Today, Morao wants nothing to do with the community’s leadership, and refuses to attend the town’s only synagogue. The Morao family is among a frustrated minority resolved to leave the marrano years far behind and learn more accepted Jewish rituals.

“We did not work so hard to re-establish this community in 1988 so that we could return to our old ways,” Joaquim Mendes says. “Judaism is not just about our Belmonte customs, as some here seem to believe. Ironically, for the community’s leadership now, the old, marrano way is the easy road — but no one ever said being Jewish is easy.”

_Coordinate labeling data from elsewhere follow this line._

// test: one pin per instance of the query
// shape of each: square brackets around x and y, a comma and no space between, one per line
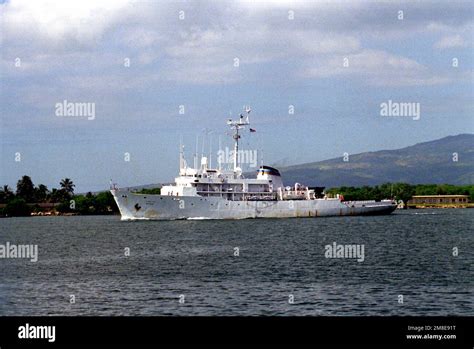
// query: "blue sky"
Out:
[76,50]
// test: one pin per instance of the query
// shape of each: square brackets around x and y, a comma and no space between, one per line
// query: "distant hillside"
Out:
[428,162]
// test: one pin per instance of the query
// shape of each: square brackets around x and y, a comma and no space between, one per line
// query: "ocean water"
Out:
[281,267]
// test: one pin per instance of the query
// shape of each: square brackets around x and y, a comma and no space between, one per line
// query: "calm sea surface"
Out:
[408,253]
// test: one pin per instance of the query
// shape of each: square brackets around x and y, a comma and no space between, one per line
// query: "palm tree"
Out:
[5,194]
[25,188]
[67,185]
[41,192]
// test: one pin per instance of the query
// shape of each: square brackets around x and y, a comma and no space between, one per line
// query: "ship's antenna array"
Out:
[237,125]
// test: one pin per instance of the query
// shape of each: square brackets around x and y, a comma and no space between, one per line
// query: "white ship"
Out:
[215,193]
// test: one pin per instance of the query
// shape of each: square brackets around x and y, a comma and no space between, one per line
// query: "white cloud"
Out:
[376,68]
[452,41]
[91,38]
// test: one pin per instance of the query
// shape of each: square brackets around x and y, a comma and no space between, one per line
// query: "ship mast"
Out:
[236,126]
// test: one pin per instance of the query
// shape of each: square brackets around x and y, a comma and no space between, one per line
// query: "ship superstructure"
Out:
[215,193]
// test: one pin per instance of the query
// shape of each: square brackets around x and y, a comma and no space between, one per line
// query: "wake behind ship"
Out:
[215,193]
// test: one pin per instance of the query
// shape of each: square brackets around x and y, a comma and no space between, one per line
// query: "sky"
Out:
[161,72]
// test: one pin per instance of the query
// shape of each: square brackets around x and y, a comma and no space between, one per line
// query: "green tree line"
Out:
[28,197]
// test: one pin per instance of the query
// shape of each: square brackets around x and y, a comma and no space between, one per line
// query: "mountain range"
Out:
[446,160]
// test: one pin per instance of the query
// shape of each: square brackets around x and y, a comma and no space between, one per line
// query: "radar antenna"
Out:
[237,125]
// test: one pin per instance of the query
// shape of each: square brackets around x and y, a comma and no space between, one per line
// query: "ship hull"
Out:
[135,206]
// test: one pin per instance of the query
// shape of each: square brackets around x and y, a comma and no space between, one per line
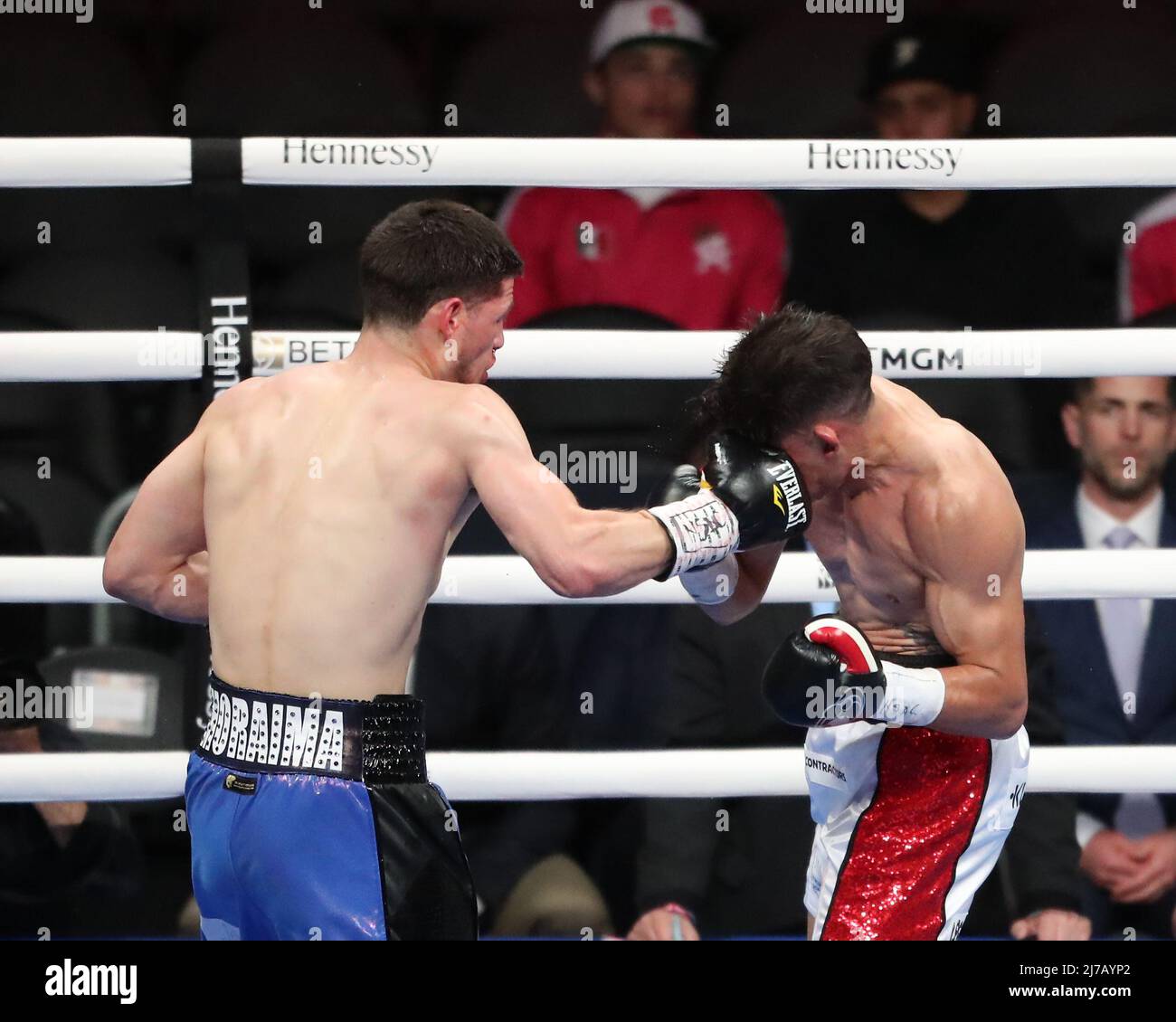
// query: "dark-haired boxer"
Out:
[326,498]
[915,696]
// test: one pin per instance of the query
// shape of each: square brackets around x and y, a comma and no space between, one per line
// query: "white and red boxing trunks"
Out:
[910,821]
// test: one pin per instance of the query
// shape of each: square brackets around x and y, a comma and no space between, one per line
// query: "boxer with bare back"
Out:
[306,520]
[915,692]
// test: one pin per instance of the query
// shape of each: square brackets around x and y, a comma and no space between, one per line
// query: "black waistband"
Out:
[266,732]
[918,660]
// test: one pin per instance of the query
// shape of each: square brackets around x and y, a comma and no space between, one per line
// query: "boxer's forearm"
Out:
[981,702]
[612,552]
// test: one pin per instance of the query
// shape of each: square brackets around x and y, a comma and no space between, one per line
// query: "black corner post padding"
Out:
[222,263]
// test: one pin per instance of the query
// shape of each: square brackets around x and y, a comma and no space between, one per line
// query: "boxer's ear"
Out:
[827,438]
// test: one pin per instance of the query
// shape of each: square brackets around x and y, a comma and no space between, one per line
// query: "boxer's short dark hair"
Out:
[1082,386]
[788,371]
[428,251]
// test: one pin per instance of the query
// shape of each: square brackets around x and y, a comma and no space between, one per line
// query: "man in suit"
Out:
[1115,658]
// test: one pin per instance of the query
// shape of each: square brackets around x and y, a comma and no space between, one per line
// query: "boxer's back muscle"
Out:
[865,544]
[329,500]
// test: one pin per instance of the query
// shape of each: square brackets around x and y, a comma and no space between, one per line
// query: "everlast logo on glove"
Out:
[788,496]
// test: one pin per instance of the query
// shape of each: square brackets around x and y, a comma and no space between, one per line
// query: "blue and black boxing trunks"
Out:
[316,819]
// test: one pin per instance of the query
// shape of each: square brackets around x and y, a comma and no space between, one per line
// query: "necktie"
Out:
[1122,621]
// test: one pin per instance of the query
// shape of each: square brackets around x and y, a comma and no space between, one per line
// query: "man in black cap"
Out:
[991,259]
[947,259]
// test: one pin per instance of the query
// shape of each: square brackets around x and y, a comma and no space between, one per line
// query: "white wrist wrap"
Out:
[713,583]
[914,696]
[701,529]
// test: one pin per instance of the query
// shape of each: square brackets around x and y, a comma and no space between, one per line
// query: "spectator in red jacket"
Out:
[701,259]
[1148,269]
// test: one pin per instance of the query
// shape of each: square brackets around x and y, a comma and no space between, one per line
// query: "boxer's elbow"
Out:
[575,576]
[1011,716]
[124,579]
[118,579]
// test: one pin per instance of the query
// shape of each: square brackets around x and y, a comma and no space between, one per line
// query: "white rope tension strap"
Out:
[94,163]
[608,355]
[799,579]
[540,776]
[51,163]
[713,163]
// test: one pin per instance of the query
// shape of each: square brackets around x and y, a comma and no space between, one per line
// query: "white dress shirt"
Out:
[1096,525]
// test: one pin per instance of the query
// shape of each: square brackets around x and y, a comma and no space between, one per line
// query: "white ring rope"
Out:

Morao hopes to move his family abroad to a Jewish community that will accept his Orthodox observance level more than his home community now does. “It’s time to join the rest of world Jewry, not stay in our own secret world,” he says.

On Shavuot, Morao’s wife, Clara, cooks a kosher dairy meal, like those which observant Jews around the world eat on this holiday, using food bought at the nearest kosher store — more than six hours away, in Madrid, Spain. Yet, despite his adamancy, even Morao clings to positive aspects of the Belmonte tradition. Several wheat stalks protrude haphazardly from the lamp hanging over the Moraos’ Shavuot dinner table. “It was a tradition from Ascension Thursday,” Joaquim Morao says of the stalks. “They keep your house safe.”

Mercedes Mendes and her mother also maintain marrano traditions to preserve a feeling of safety and comfort in their new Jewish world. “Men do their prayers now from the siddurim,” Mercedes Mendes says, referring to the synagogue’s donated Sephardic prayer books, transliterated from Hebrew into Portuguese. “But we women do other prayers, our marrano prayers.”

Every morning, while Julio Mendes tends his geraniums, Mercedes Mendes and Rodrigo sit together for 15 minutes reciting from memory the marrano Prayer for the Dead, recalling Anton Diego Rodrigo and other departed relatives. It is neither Christian nor the standard Kaddish, but springs from centuries of tradition.

“This prayer is another one of our beautiful customs that may be lost as we adopt the standard liturgy,” Mendes says when they finish the prayer. “Thank God, today we are able to practice Judaism freely. The good rabbis who came taught us the Jewish way. But it hurts me greatly to know our old practices will disappear.”

Time will tell if the pain is too much for Belmonte’s new, old Jewish community to bear.